Just the obligatory bit of nineteenth-century moralizing, there; for the most part Corson avoided that high-handed tone. But if she didn’t rail against ignorance and sloth, she certainly believed that craft could go a long way towards alleviating want — fighting, as a journalist put it, “the disposition to avoid trouble, as if anything excellent could be arrived at without trouble.” She taught the students in her free classes real skills, and in her pamphlet she gave instructions for improving cooking by small and inexpensive efforts. “One reason why French cooking is so much nicer than any other is that it is seasoned with a great variety of herbs and spices,” she said; “these cost very little; if you would buy a few cents’ worth at a time you would soon have a good assortment.” Better still, she explained how to grow herbs in window boxes, and then how to preserve them for year-round use. Tarragon vinegar seems like a fancy thing now, and doubtless did then to the working class, but it’s trivial to make:
Get at Washington Market, at the herb stand, a bunch of tarragon; it will cost five cents in the summer, when it is green and strong, and not much more in the winter; put it in an earthen bowl, and pour on it one pint of scalding hot vinegar; cover it and let it stand until the next day; then strain it, and put it into a bottle which you must cork tight…. you can make a gallon from one bunch.
Corson also explained how to make “tinctures” of orange and lemon by steeping leftover peel in alcohol, and of vanilla by steeping broken beans. At the time, vanilla extract wasn’t widely available commercially; her “tincture” was a way of stretching an expensive ingredient to flavor a lot of desserts. (Vanilla extract can still be made at home cheaper and better than it can be gotten from a store.) These are the sorts of things that can seem, to someone who doesn’t cook, like a great deal of effort. But Corson wasn’t unrealistic about how much time working people had; her point was that good cooking doesn’t after all require a great deal of time or money, if you gain some basic skills, quit aping the extravagances of the rich, and put in just a bit of effort.

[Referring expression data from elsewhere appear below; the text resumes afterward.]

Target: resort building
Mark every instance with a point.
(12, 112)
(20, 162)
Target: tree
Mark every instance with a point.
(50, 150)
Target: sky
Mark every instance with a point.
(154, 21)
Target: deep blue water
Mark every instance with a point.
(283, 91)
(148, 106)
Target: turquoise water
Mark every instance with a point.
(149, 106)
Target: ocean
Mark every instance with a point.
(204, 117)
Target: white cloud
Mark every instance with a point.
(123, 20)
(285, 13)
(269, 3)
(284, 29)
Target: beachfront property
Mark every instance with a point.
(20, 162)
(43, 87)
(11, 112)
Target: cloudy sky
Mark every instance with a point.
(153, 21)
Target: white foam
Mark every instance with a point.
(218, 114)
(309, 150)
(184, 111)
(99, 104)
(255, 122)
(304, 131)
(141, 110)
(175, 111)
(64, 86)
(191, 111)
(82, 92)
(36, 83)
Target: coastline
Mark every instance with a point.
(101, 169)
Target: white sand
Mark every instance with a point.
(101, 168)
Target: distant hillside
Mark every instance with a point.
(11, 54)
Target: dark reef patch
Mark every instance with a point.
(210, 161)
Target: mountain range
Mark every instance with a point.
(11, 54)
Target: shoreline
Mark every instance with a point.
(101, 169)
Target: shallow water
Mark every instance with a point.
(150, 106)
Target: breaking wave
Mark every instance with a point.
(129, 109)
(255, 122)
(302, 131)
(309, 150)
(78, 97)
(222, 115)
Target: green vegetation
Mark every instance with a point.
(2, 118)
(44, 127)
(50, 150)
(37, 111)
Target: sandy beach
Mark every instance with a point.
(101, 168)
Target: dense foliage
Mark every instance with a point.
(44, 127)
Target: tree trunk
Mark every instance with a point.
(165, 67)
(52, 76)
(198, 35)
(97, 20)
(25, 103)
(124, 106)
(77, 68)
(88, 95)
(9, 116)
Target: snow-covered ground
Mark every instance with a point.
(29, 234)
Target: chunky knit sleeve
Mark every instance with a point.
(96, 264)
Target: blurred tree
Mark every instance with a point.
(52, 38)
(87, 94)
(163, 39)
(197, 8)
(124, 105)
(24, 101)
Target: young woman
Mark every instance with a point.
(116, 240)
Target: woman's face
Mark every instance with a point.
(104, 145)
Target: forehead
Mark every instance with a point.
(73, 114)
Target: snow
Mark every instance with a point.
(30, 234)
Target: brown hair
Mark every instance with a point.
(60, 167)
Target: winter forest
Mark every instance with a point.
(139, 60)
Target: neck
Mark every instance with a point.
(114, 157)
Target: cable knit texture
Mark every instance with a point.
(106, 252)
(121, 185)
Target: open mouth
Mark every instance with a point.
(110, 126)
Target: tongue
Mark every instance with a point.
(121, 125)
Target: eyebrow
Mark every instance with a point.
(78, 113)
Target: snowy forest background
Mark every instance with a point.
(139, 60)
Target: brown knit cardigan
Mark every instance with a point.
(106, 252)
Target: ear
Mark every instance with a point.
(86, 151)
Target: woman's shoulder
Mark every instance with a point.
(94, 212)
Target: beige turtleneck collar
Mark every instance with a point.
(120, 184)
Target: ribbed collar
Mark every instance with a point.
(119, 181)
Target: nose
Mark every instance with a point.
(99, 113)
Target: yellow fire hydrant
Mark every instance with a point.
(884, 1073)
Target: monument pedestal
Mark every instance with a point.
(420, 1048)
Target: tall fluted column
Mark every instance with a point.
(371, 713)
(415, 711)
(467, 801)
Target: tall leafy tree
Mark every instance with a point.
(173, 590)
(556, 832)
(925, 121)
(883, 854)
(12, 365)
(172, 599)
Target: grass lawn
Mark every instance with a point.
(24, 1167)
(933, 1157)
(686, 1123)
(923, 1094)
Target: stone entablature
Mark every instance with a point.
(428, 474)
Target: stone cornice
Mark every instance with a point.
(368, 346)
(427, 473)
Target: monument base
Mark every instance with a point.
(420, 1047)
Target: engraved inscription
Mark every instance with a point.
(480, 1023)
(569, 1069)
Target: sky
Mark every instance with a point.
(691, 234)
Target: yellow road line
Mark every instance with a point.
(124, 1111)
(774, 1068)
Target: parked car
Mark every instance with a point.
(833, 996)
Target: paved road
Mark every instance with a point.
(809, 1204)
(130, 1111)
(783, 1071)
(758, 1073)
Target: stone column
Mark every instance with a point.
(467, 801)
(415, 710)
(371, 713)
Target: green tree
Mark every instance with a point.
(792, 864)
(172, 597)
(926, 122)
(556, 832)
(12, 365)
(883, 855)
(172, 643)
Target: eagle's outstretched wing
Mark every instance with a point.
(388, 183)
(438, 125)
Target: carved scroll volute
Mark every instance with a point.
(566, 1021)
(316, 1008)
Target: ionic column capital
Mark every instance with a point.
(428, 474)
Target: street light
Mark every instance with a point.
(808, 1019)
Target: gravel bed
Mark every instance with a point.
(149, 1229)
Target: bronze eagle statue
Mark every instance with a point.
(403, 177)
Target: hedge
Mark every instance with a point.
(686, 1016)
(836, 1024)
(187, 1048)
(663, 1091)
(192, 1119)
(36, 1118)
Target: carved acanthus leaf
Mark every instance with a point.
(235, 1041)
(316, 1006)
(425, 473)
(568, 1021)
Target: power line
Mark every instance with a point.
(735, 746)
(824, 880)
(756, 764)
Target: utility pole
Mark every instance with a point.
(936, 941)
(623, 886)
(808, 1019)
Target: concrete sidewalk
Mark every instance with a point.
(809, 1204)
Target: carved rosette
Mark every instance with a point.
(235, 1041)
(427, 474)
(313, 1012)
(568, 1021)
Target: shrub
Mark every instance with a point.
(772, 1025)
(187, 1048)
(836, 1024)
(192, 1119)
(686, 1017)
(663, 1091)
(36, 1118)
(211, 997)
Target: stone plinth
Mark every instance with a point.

Not surprisingly, that message found mixed reactions. Corson had no trouble giving away copies of her pamphlet. “Kind friend Juliet,” wrote one working woman, “for the last six months I have not earned $1.50 a day. Times are very hard. There are plenty in our factory no better off than myself, with five to seven in a family. Please send us books.” But she also raised the ire of labor organizers who, according to Harper’s, “threatened and warned [her] to desist from either circulating it or speaking in public,” because they feared that if employers learned how little working men could live on, they would cut wages even further. Sadly, they were probably right.
Juliet Corson died in her fifties, almost alone and nearly broke after a long illness. I haven’t been able to find out what that illness was, but she was sick on and off for several years, which makes me wonder if it was tuberculosis — which she could well have contracted while working with the poor. But her tireless work also earned the devotion of those she helped. Near the end she was forced to appeal to her readers and former students for assistance, and their support helped her through her last days.
It would be easy to dismiss Corson’s meager impact, to resent her message or merely to make fun of her comments about meat. But I think her advice could do most of us some good, whatever our finances. So raise a glass to the memory of Miss Corson… but not bourbon, this once. Milk, I suppose?